Make sure you don’t under cream the butter/sugar/egg mixture, allowing that egg to fully emulsify and the butter to be evenly distributed without lumps.

RATIOS

Baking is all about the ratios. Use a higher flour to fat ratio or even use a bit less sugar.

It is also SO important to weigh your ingredients, specifically your sugar and flours. A cup of flour can have quite a variety of weights depending on how fresh the flour is, how settled it is in your flour container, and how much you pack it into the cup. Weighing ensures that you have a perfect dough that is the same every time. Kitchen scales are so easy to use, and they are relatively inexpensive.
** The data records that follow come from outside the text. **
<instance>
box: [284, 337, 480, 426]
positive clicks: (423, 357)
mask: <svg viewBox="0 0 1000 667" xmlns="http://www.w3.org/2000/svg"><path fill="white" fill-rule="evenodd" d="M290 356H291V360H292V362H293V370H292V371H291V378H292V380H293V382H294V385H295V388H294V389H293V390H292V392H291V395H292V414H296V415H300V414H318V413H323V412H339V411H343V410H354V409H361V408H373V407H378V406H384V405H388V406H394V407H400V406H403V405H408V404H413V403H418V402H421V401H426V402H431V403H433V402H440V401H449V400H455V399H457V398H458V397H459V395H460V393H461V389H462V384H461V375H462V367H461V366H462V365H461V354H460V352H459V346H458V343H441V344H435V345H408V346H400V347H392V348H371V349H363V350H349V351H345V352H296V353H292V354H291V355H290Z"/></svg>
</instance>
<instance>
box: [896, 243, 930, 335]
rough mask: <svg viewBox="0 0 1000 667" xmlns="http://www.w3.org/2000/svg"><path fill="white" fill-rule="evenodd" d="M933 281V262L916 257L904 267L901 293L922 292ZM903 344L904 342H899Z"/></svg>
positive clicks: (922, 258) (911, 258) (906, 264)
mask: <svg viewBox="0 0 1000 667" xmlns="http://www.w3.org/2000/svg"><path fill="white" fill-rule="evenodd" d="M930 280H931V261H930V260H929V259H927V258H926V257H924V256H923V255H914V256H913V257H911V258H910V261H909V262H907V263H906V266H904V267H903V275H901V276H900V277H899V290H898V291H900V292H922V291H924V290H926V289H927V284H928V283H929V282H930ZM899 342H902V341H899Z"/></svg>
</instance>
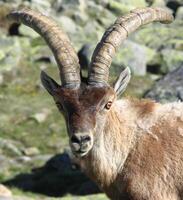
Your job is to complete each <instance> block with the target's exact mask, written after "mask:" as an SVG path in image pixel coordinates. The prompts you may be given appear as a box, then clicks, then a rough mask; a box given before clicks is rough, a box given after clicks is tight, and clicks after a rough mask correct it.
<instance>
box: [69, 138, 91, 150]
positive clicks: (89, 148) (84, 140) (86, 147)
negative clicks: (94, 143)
mask: <svg viewBox="0 0 183 200" xmlns="http://www.w3.org/2000/svg"><path fill="white" fill-rule="evenodd" d="M70 141H71V147H72V150H73V151H74V152H75V153H77V154H83V153H86V152H88V150H89V149H90V146H91V136H89V135H88V134H86V135H83V134H75V135H73V136H72V137H71V139H70Z"/></svg>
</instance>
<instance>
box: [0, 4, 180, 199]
mask: <svg viewBox="0 0 183 200" xmlns="http://www.w3.org/2000/svg"><path fill="white" fill-rule="evenodd" d="M20 6H27V7H31V8H33V9H35V10H39V11H41V12H43V13H44V14H46V15H48V16H52V18H54V19H55V20H56V21H57V22H58V23H59V24H60V26H61V27H62V28H63V30H65V32H67V33H68V35H69V36H70V38H71V40H72V42H73V44H74V46H75V48H76V50H77V51H78V55H79V57H80V58H81V63H82V67H83V70H84V71H85V70H86V69H87V67H88V62H89V59H90V57H91V53H92V51H93V49H94V47H95V45H96V44H97V42H98V41H99V39H100V38H101V36H102V34H103V32H104V30H105V29H106V28H107V27H108V26H109V25H110V24H111V23H112V22H114V20H115V18H116V16H119V15H123V14H125V13H127V12H129V11H130V10H131V9H134V8H137V7H146V6H160V7H167V8H169V9H170V10H171V11H172V12H173V14H174V16H175V21H174V22H173V23H172V24H170V25H162V24H159V23H154V24H150V25H147V26H145V27H142V28H141V29H140V30H139V31H137V32H136V33H135V34H132V35H131V36H130V37H129V39H128V40H127V41H125V42H124V44H123V46H122V47H121V48H120V49H119V51H118V54H117V55H116V57H115V59H114V61H113V64H112V67H111V80H110V81H111V82H112V81H113V80H114V79H115V78H116V76H117V75H118V74H119V72H120V71H121V70H122V68H123V67H124V66H125V65H126V66H130V67H131V70H132V72H133V77H132V80H131V83H130V85H129V87H128V90H127V92H126V93H125V95H130V96H135V97H138V98H141V97H147V98H152V99H155V100H156V101H161V102H169V101H182V100H183V1H182V0H146V1H145V0H116V1H115V0H44V1H43V0H0V182H1V184H0V199H6V200H13V199H16V200H24V199H25V200H31V199H36V200H37V199H38V200H39V199H46V200H48V199H98V200H100V199H107V198H106V197H105V195H103V194H98V193H100V191H99V190H98V188H97V187H96V186H95V185H94V184H93V183H92V182H90V181H89V180H88V178H86V177H85V176H84V175H83V174H82V173H81V172H80V170H79V169H78V167H77V166H75V165H74V164H73V163H72V162H71V160H70V159H69V149H68V141H67V135H66V129H65V124H64V121H63V118H62V116H61V115H60V114H59V113H58V111H57V109H56V106H55V105H54V104H53V101H52V99H51V97H50V96H49V95H48V94H47V93H46V92H45V90H44V89H43V87H42V86H41V83H40V79H39V75H40V71H41V69H44V70H46V71H47V72H48V73H49V74H50V75H52V76H53V77H55V79H57V80H58V70H57V67H56V63H55V60H54V58H53V55H52V53H51V51H50V50H49V49H48V47H47V46H46V44H45V42H44V41H43V40H42V39H41V38H40V36H39V35H38V34H36V33H35V32H34V31H32V30H31V29H29V28H27V27H25V26H23V25H20V24H12V23H11V22H8V21H7V20H6V18H5V16H6V14H7V13H8V12H9V11H10V10H12V9H14V8H18V7H20ZM91 194H92V195H91ZM78 195H79V196H78Z"/></svg>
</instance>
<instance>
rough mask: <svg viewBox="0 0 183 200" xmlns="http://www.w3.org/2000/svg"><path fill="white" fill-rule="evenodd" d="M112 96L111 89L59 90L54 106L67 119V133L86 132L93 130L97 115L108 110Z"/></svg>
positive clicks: (82, 89)
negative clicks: (86, 131)
mask: <svg viewBox="0 0 183 200" xmlns="http://www.w3.org/2000/svg"><path fill="white" fill-rule="evenodd" d="M114 96H115V93H114V91H113V89H112V88H111V87H91V86H86V87H84V88H80V89H77V90H71V89H66V88H61V89H60V90H59V91H58V92H57V97H56V105H57V107H58V109H59V110H60V111H62V112H63V113H64V117H66V118H67V119H66V122H67V123H68V126H69V130H68V131H69V132H72V133H74V132H77V131H88V130H89V129H91V130H92V129H94V127H95V124H96V115H97V114H98V113H100V112H101V111H103V110H104V111H106V110H110V108H111V106H112V103H113V100H114Z"/></svg>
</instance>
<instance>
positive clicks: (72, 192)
mask: <svg viewBox="0 0 183 200" xmlns="http://www.w3.org/2000/svg"><path fill="white" fill-rule="evenodd" d="M3 184H4V185H6V186H9V187H17V188H19V189H22V190H24V191H30V192H35V193H40V194H44V195H48V196H53V197H58V196H64V195H65V194H68V193H70V194H73V195H88V194H94V193H99V192H100V191H99V189H98V188H97V186H96V185H95V184H94V183H93V182H91V181H90V180H89V179H88V178H87V177H86V176H85V175H84V174H83V173H82V172H81V171H80V170H79V168H78V167H74V166H73V164H72V163H71V161H70V159H69V156H68V154H66V153H63V154H61V155H56V156H54V157H53V158H51V159H50V160H49V161H48V162H47V163H46V164H45V165H44V166H43V167H41V168H36V169H33V170H32V172H31V173H27V174H19V175H17V176H16V177H14V178H13V179H11V180H8V181H6V182H4V183H3Z"/></svg>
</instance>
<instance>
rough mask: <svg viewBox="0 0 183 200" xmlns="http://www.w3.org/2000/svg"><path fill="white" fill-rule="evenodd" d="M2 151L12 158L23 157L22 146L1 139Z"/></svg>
mask: <svg viewBox="0 0 183 200" xmlns="http://www.w3.org/2000/svg"><path fill="white" fill-rule="evenodd" d="M0 149H2V151H3V152H5V153H6V154H8V155H11V156H20V155H22V152H21V149H22V147H21V144H20V143H18V142H16V141H12V140H8V139H3V138H0Z"/></svg>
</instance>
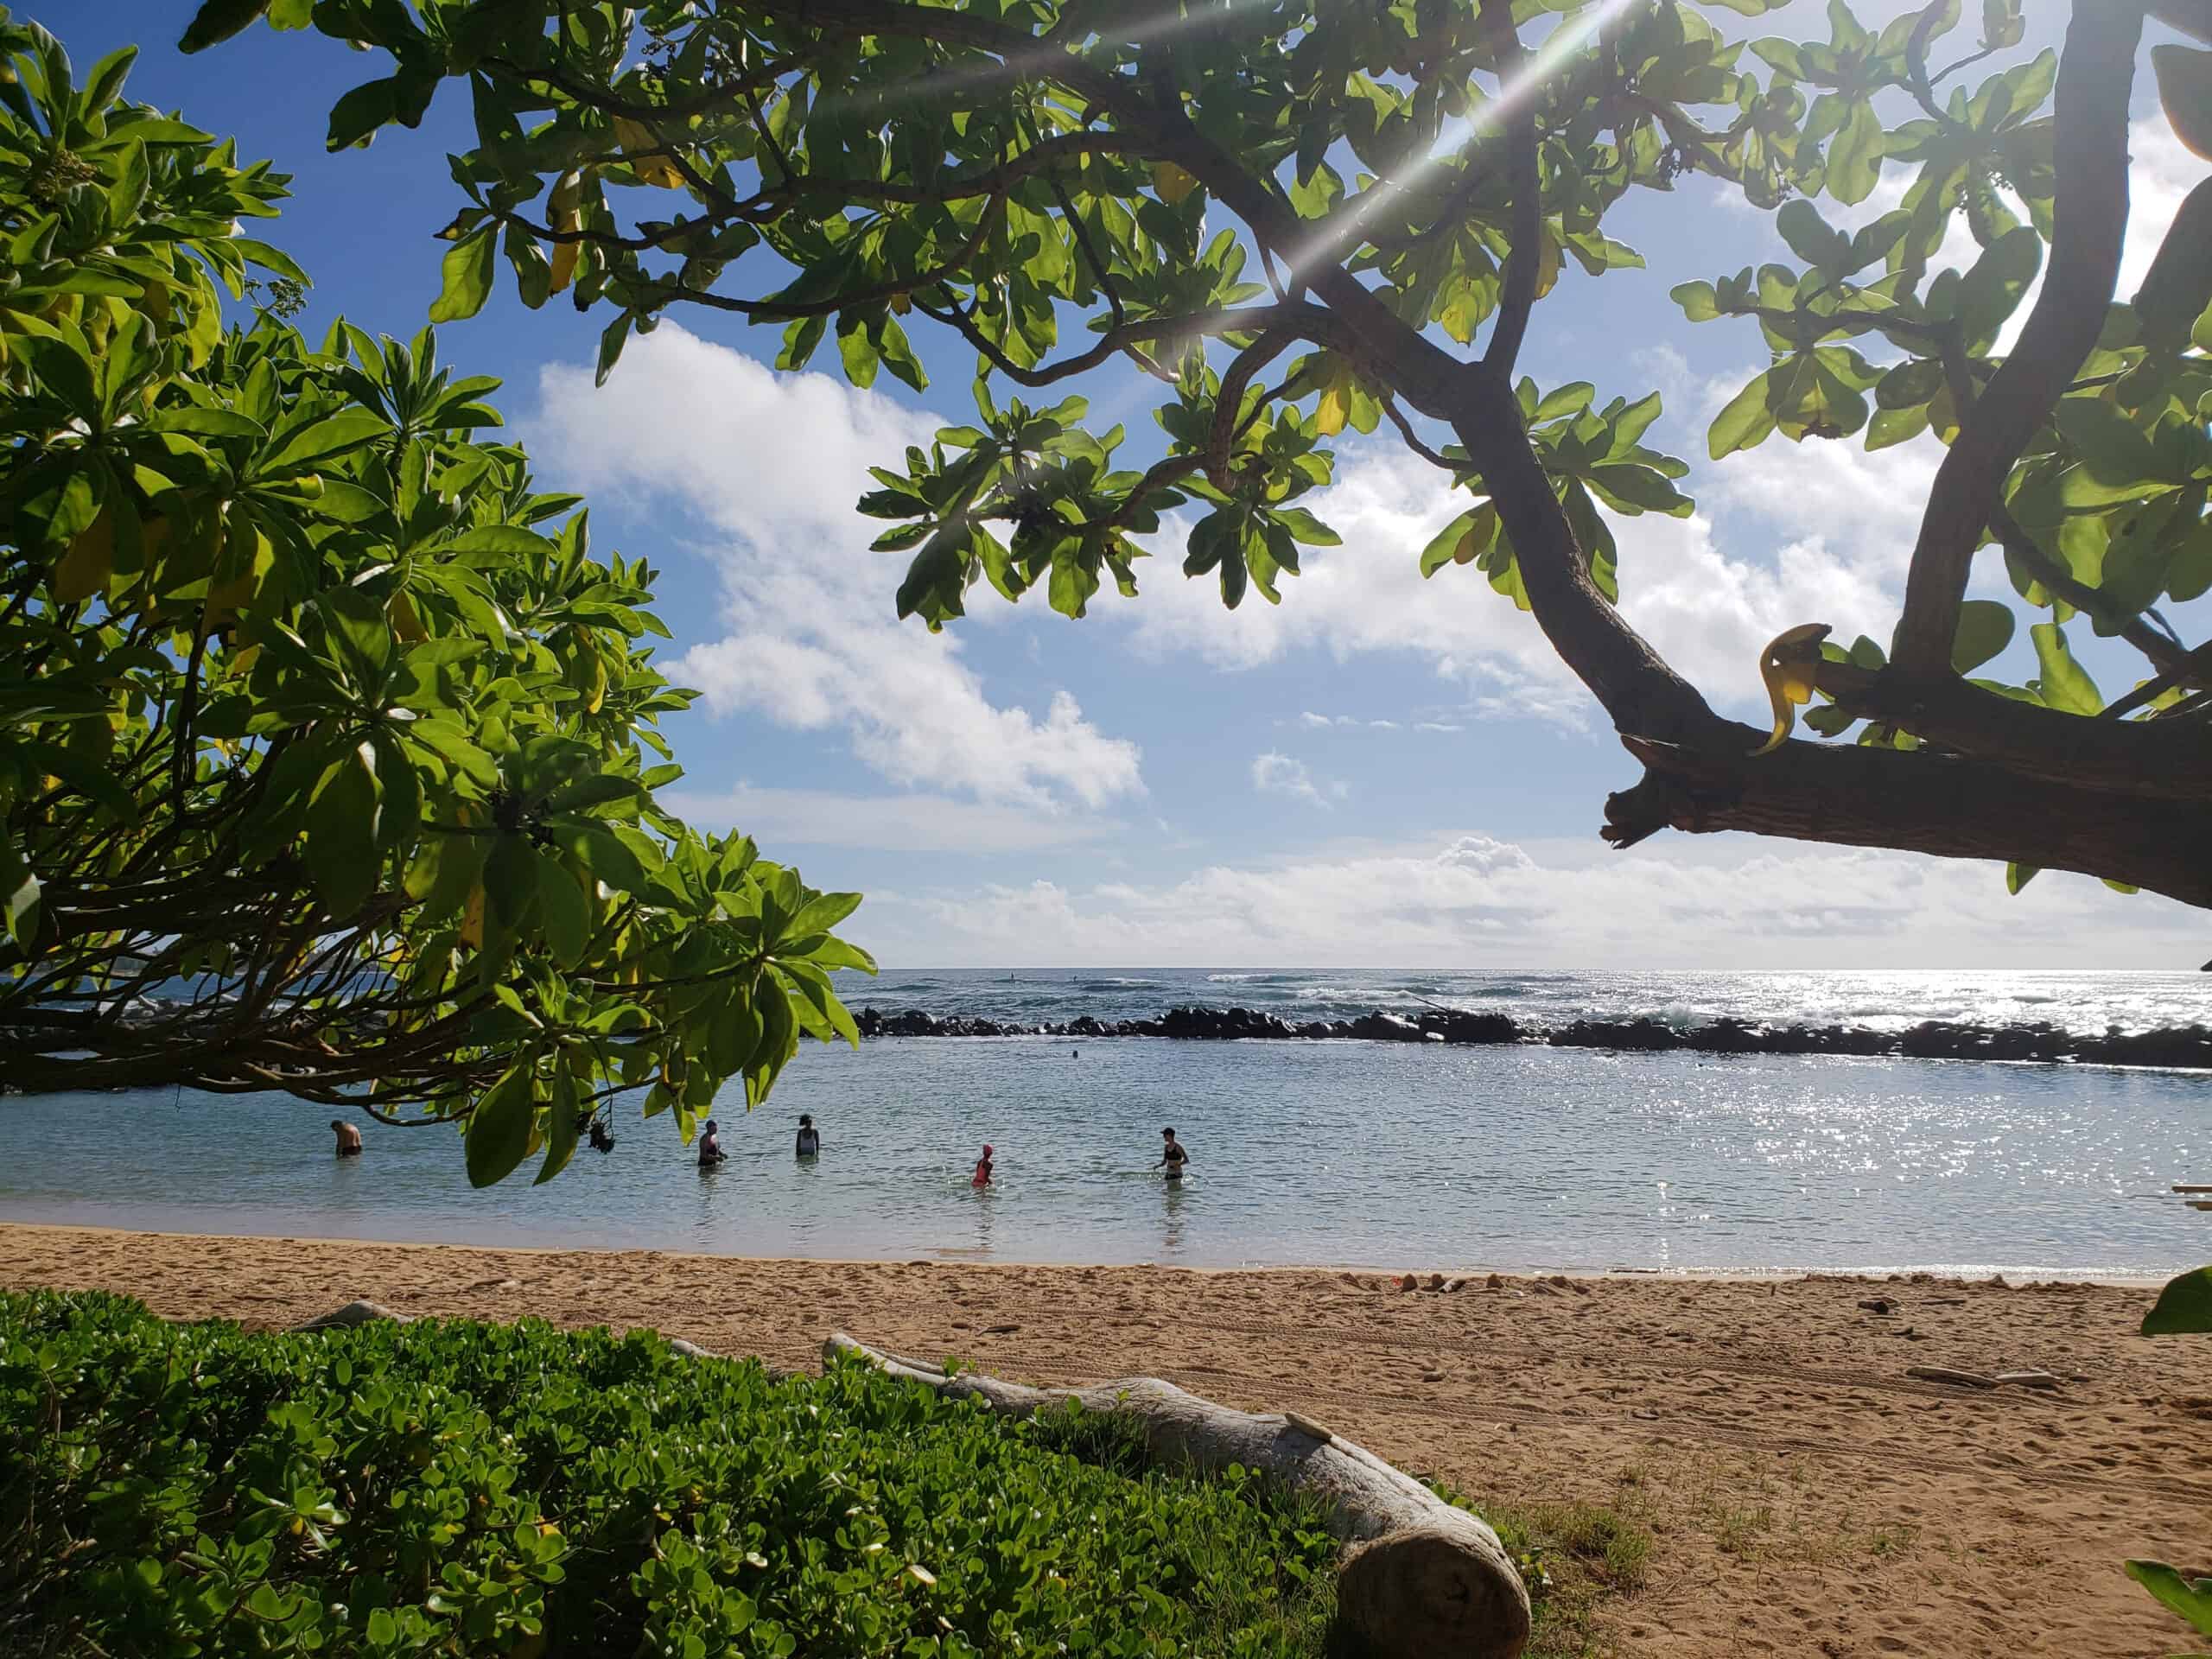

Learn More About Baking Science

Most of the information above came from these two books. They are amazing resources if you are really interested in diving into the world of baking science. They both explain things well and teach about many different baking techniques and baked goods.


Best of luck in your ‘no-spread dough’ future! I hope this post helped in some way, and if it did, I would love to hear about it! Leave a comment with something new you learned! All the research I did needs to be worth it. 😉

Have a Happy Day!

Emily

Comments (3)

  • Denise

    May 3, 2021 at 10:02 pm

    What a brilliant and generous post! I cannot wait to play with my recipes using your tips and tricks. Thank you so much for sharing this treasure trove of information!

  • Keisha

    May 4, 2021 at 2:15 am

    Wow! That was such a great explanation. Thank you Emily! I xurrentlyndont have any sleeas.wirh my recipes but I do want to try adding the cake flour. Thank you for putting this well put blog. 👏

  • Kaitee Doll-Bell

    May 19, 2021 at 9:07 pm

    Fantastic information! I learned so much. Thank you for sharing.